One of ftpcluster's nice things is that you are able to create a large FTP based fileserver from (more or less) cheap individual servers. But what happens to your files when one of your server breaks?

File replication

The first thing to mention here is that in case of a problem with one server your cluster continues to work. But, and it's obious, if a server is not running you can not access the files that are (or were) stored on this server.

But there is help, even for this prototype. For me the question of replication is very basic for the whole idea of an FTP cluster. Ok, how does it work? But stop, let's first look some replication scenarios.

So we have some scenarios. How many copies do we want? Two or three or more? Which scheme should be implemented? The answer is that I do not implement any particular replication scheme. I leave this up to you and your decisions.

For this reason replicate reads only descriptions files, or queued batch files, of what it should do. replicate doesn't care about where these files come from or what the underlying scheme is.

replicate looks in the .queue directory for filenames starting with replicator- and processes them line by line.

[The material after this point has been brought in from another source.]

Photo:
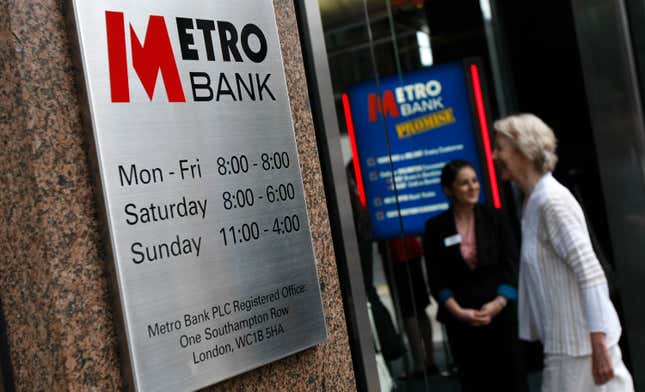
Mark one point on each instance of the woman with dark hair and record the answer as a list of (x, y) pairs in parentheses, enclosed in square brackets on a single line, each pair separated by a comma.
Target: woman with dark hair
[(471, 257)]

Jobs that can't be executed now (because of a node dowtime) will be resubmitted.

Job descriptions have the format

replicate linkfile size mtime [nodelist]
where

Ok, enough theory. How can we create replication job files? You have read about the list command? The following example creates an additional replica of all existing files in your cluster.

# su - cluster
$ echo $pwd
/path/to/cluster
$ list -lr | awk '$1 > 0 { print "replicate", $2, $3, $4 }' >data
$ mv data .queue/replicator-1
$ replicate -i

You get the idea? You filter the output of list according to your own replication policy and feed this into the replication queue.

Another example: create a replic of each file that is only once on our nodes.

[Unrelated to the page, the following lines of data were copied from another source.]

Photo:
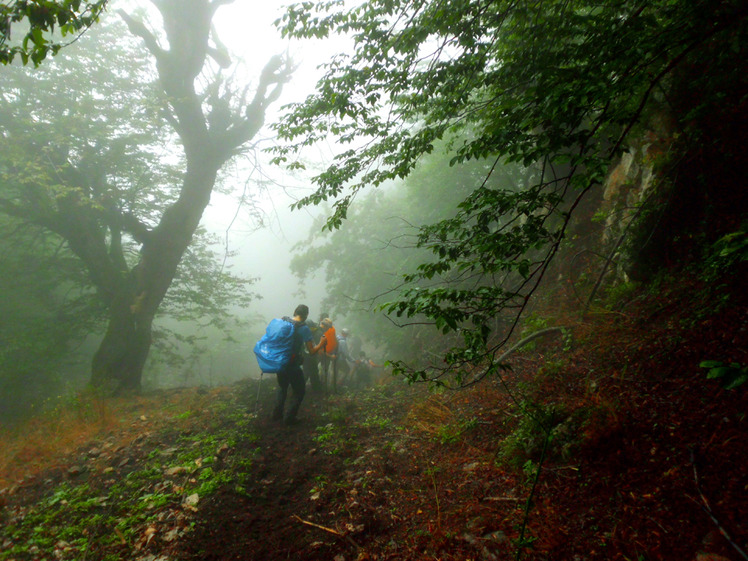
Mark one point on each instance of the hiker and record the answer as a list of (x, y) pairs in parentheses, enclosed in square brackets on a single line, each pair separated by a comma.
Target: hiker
[(292, 374), (331, 344), (343, 361), (311, 361)]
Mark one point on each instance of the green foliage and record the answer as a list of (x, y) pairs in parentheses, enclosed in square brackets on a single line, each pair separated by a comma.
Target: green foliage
[(88, 517), (729, 375), (70, 17), (726, 255), (553, 86), (87, 168)]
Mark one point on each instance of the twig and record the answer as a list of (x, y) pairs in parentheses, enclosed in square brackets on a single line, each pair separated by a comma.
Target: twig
[(329, 530), (708, 510), (325, 528), (529, 338)]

$ list -l | awk '$1 == 1 { print "replicate", $2, $3, $4 }' | queue -e

Job descriptions may have an additional nodelist argument. This is a blank separated list of node names where you want a copy. You can also prefix a node name with a minus so signal that replicate should remove the file from this node after the additional copy has been created:

$ list -l | awk '$6 == "node1:21" {
		   print "replicate", $2, $3, $4, "node2:21", "-node1:21"
		   }' | queue -e
copies all files from node1 to node2 and deletes them after that from node1. When this job is finished you can power down node1 and do whatever you want with it.

Notice that for replicate it's neccessary that your node servers can reach each other because replicate copies the files directly from server to server. In other words, if replicate runs on your cluster server and it should copy a file from node1 to node2 replicate will not (!) first copy the file to the cluster server and to node2. It talks to both nodes making node1 sending and node2 receiving the file.